Il vero motivo per il quale non possiamo sottovalutare la politica dei dazi trumpiani è che gli Usa intendono, hanno bisogno, di utilizzare il commercio internazionale come fonte di finanziamento per la politica interna. E lo faranno anche a costo di un aumento dei prezzi negli Stati Uniti.

Gli effetti negativi per l’Ue nel breve periodo ci saranno (il Kiel Institute for the World Economy ipotizza una riduzione del 20% delle esportazioni Ue verso l’America) e sta alle istituzioni europee trovare i modi di attutire gli effetti inevitabilmente diversi tra settori ( i più colpiti, automobili e prodotti farmaceutici) e Stati membri (Irlanda, Germania, Italia e Francia su tutti).

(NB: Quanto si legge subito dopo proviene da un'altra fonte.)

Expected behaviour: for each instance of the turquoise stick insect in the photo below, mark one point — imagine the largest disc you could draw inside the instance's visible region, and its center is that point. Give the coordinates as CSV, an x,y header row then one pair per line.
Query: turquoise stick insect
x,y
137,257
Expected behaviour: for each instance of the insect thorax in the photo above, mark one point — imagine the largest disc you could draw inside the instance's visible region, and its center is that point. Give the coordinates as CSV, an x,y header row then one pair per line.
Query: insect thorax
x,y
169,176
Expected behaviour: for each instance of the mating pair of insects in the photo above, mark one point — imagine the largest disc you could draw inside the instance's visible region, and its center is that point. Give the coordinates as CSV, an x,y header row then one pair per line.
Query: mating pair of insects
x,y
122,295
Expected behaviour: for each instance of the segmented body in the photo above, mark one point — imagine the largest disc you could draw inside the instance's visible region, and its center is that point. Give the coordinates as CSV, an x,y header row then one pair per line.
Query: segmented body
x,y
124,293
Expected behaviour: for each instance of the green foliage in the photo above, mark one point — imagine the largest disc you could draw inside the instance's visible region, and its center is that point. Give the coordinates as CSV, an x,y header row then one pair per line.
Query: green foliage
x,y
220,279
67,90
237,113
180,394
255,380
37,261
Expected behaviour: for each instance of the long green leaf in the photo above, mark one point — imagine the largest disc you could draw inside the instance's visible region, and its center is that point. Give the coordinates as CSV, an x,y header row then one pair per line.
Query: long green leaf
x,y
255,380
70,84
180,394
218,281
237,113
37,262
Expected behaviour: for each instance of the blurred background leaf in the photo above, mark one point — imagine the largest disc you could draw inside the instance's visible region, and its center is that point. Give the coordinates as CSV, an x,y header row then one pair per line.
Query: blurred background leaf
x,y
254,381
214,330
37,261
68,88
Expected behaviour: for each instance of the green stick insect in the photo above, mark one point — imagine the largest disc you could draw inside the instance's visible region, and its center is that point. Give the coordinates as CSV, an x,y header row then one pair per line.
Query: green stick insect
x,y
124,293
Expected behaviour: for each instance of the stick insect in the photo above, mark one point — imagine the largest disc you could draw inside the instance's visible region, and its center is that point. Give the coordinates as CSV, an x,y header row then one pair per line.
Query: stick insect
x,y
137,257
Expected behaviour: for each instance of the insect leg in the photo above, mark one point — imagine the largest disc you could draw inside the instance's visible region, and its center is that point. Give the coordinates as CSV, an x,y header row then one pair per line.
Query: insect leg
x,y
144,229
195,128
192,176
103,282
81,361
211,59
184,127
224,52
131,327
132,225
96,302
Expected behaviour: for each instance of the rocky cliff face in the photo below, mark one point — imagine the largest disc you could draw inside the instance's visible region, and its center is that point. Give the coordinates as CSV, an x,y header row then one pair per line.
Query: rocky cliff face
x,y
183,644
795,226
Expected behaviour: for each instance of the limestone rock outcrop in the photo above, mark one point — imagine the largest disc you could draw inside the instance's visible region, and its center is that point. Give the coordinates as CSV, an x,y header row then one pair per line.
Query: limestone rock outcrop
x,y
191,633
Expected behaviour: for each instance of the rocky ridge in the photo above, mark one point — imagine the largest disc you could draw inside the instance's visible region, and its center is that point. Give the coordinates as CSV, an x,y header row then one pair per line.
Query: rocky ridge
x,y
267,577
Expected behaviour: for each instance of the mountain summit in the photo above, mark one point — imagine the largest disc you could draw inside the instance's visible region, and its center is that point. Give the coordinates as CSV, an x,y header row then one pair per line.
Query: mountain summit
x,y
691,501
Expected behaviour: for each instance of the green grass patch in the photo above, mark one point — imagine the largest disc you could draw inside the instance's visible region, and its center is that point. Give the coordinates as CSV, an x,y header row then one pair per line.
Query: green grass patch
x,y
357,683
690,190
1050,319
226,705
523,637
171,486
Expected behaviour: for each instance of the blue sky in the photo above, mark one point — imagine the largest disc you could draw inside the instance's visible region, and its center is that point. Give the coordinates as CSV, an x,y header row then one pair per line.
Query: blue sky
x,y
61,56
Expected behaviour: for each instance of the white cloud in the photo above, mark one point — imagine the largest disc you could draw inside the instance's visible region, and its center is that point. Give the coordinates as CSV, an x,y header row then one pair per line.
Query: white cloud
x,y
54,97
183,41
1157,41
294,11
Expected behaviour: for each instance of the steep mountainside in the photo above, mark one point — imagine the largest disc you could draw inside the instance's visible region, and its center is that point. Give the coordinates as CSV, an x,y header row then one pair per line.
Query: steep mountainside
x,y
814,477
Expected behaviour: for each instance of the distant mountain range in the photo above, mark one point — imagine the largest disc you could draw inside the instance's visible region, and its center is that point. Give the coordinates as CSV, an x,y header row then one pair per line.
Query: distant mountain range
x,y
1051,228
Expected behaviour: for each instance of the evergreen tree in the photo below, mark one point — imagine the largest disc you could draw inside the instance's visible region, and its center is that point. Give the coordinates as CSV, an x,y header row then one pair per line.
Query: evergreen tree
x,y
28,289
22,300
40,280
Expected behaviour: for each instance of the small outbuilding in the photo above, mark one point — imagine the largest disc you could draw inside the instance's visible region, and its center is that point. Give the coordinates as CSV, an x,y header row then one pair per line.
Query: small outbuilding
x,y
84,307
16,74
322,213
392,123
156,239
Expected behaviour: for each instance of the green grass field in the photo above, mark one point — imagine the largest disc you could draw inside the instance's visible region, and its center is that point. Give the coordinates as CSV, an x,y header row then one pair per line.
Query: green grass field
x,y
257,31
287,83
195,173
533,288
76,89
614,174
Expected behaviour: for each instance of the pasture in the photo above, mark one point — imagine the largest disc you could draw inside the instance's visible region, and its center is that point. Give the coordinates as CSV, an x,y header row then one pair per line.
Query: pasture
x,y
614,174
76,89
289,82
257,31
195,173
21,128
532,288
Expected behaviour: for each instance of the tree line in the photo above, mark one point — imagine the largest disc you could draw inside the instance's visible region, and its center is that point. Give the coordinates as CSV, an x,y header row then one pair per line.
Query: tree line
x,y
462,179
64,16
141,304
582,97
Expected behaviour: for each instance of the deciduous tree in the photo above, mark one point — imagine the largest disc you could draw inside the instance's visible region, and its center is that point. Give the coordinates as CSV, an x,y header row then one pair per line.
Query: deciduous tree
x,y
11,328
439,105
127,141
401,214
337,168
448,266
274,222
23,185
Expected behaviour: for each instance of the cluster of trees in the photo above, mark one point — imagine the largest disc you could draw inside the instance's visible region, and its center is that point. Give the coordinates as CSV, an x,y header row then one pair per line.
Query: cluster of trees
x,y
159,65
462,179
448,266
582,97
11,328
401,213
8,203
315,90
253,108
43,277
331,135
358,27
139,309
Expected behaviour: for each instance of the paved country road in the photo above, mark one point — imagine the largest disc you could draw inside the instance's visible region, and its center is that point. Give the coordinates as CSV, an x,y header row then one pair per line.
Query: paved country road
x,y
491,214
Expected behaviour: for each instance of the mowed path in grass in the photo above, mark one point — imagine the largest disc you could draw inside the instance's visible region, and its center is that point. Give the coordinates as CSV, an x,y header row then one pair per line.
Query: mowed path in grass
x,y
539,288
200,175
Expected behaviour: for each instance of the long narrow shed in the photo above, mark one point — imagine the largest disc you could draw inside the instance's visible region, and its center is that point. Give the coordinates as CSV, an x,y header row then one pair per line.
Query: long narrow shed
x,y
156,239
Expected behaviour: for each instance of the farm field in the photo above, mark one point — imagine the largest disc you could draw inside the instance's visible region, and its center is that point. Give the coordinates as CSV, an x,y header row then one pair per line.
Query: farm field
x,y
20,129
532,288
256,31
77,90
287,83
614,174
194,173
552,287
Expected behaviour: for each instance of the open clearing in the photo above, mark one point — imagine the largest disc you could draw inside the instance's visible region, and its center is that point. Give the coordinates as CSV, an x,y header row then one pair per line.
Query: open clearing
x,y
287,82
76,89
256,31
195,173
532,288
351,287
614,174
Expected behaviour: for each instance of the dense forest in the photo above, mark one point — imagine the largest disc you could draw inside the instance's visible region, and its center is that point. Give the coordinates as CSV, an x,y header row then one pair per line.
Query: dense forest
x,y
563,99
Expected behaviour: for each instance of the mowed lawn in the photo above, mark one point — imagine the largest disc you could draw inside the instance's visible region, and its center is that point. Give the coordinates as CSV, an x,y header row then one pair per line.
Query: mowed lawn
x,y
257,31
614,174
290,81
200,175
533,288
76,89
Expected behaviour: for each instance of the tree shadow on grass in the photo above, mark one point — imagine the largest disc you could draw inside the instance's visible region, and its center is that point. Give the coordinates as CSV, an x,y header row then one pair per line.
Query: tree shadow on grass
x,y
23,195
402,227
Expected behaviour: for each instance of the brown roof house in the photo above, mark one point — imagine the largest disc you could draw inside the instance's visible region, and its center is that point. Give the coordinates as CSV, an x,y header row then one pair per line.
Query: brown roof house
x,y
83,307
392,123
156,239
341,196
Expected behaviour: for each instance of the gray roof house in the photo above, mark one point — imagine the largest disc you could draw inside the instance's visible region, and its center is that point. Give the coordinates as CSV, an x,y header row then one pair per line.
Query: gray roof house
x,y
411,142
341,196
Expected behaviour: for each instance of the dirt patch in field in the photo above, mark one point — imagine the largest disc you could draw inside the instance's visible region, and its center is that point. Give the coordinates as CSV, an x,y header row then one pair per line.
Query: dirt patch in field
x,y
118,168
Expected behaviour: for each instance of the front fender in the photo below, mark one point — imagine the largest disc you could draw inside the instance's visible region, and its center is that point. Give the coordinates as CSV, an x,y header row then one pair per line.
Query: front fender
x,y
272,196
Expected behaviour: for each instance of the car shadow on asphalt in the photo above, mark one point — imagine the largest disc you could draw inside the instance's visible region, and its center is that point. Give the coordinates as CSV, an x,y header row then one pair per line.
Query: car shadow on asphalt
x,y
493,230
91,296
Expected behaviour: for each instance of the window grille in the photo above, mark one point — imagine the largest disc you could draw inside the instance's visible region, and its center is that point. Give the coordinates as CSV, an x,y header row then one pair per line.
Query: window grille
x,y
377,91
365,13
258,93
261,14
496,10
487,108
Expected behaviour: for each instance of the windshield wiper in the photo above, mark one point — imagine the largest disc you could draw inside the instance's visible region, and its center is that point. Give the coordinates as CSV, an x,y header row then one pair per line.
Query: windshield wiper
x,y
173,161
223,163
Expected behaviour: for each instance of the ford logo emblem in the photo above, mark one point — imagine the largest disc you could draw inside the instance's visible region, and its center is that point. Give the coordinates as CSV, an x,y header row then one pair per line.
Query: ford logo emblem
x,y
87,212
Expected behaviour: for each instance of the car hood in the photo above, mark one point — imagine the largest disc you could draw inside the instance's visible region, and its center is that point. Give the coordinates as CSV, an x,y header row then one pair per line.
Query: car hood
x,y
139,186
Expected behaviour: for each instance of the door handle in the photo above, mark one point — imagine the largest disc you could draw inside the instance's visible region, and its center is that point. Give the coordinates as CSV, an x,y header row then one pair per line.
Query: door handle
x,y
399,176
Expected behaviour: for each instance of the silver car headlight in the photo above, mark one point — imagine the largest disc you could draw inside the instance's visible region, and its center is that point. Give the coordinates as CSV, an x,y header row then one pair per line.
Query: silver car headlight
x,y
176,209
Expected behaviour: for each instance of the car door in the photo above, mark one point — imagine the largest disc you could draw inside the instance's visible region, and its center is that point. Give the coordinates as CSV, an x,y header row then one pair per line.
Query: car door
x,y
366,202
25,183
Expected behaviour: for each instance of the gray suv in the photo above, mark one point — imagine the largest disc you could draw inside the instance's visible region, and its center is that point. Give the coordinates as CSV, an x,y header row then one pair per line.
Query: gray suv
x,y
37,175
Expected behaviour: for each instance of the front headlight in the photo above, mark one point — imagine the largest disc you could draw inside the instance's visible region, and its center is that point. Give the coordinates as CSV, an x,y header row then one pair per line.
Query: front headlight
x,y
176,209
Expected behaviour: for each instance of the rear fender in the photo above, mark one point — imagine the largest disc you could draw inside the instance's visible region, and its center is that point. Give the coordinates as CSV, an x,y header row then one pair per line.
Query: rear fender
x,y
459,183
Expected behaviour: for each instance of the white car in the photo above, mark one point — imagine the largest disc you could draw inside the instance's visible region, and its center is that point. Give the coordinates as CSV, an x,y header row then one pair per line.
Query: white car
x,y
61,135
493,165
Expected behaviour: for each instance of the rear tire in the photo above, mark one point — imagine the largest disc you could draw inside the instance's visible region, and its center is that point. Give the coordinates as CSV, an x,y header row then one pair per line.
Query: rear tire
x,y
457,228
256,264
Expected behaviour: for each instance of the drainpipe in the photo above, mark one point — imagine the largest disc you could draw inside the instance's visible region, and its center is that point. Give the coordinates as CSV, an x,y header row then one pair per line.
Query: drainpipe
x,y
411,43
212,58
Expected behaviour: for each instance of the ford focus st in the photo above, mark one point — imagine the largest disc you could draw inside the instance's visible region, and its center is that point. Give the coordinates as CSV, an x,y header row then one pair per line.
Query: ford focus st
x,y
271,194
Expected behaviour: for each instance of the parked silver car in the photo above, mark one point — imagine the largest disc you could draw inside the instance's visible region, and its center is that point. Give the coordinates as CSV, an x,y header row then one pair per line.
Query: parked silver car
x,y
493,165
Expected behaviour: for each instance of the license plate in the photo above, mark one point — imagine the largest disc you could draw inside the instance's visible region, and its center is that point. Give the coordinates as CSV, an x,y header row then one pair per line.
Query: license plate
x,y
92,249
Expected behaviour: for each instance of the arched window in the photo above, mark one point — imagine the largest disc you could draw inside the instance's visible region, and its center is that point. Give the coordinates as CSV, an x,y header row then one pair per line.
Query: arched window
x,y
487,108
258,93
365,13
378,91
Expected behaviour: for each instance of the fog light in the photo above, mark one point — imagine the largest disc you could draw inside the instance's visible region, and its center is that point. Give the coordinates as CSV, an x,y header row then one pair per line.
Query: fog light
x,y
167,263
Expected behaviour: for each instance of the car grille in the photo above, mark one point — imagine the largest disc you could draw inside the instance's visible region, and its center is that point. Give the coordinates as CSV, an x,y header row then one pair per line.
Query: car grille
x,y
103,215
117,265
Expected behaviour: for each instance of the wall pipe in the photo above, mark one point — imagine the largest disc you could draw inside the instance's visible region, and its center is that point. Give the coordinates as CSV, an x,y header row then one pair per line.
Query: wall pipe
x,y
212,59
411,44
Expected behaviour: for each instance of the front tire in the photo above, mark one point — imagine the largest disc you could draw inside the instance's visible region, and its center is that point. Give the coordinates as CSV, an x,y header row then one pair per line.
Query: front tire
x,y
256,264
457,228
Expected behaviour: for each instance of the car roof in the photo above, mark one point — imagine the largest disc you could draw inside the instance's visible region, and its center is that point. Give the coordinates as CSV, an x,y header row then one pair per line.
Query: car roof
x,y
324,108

Tuttavia, sarebbe un errore sopravvalutare gli effetti di lungo periodo di queste politiche. Perché nessuna tariffa doganale può modificare la distribuzione geografica degli input di risorse naturali, né quella tendenziale dei mercati globali, che la diminuzione costante dei costi di trasporto, frutto dell'innovazione tecnologica e logistica, continua di suo ad allargare. E lo fa con la conseguenza che il baricentro demografico ed economico mondiale continua il suo inesorabile spostamento verso l'Asia: dall’Atlantico all’Indo-Pacifico.

In questo scenario, l'Unione europea e l'Italia possono - devono - trasformare le difficoltà del mercato americano in opportunità. Il come è stato provvidenzialmente anticipato dai rapporti di Enrico Letta e Mario Draghi, scritti lo scorso anno per le istituzioni europee, e comincia a delinearsi nelle Comunicazioni della Commissione europea in materia.

Riprendere con forza approfondimento e allargamento del mercato interno europeo e riposizionarsi al più presto sui mercati emergenti. Lo sviluppo del mercato unico europeo rappresenta la prima strada concreta per compensare le turbolenze transatlantiche. Con le parole del vicepresidente Ue, Stéphane Séjourné, «i primi partner degli europei devono essere gli europei stessi». Eliminare le barriere residue, armonizzare ulteriormente le normative e facilitare la mobilità di capitali e servizi all'interno dei confini europei significa creare valore aggiunto che può bilanciare le perdite derivanti dalle politiche protezionistiche americane.

Ma l’Europa non deve limitarsi a guardare al proprio interno. I mercati emergenti, a partire da Cina e India, rappresentano la frontiera della crescita globale, territori dove le aziende europee possono conquistare posizioni strategiche mentre gli Stati Uniti si concentrano su politiche di chiusura del loro mercato. L'Asia, con la sua dinamica demografica e la crescente classe media, offre opportunità che richiedono però un approccio strategico coordinato. Non si tratta solo di esportare prodotti, ma di costruire partnership durature - magari entro organizzazioni multilaterali che al momento devono fare a meno degli Usa - investire in infrastrutture locali e adattare l'offerta alle specificità culturali e economiche di mercati in rapida evoluzione.

La sfida principale per Europa e Italia consiste nel saper leggere correttamente i tempi di questa transizione. Le tariffe di Trump rappresentano un costoso elemento di discontinuità, ma possono costituire la spinta a cogliere tendenze di più lungo periodo, che vedono comunque una progressiva multi-polarizzazione dell'economia mondiale. Le tariffe di Trump, paradossalmente, possono accelerare processi di riorganizzazione delle catene globali del valore che erano già in corso. Le aziende italiane ed europee, se sapranno cogliere tempestivamente queste opportunità, potranno trovarsi in una posizione di vantaggio quando la polvere della guerra commerciale si sarà posata.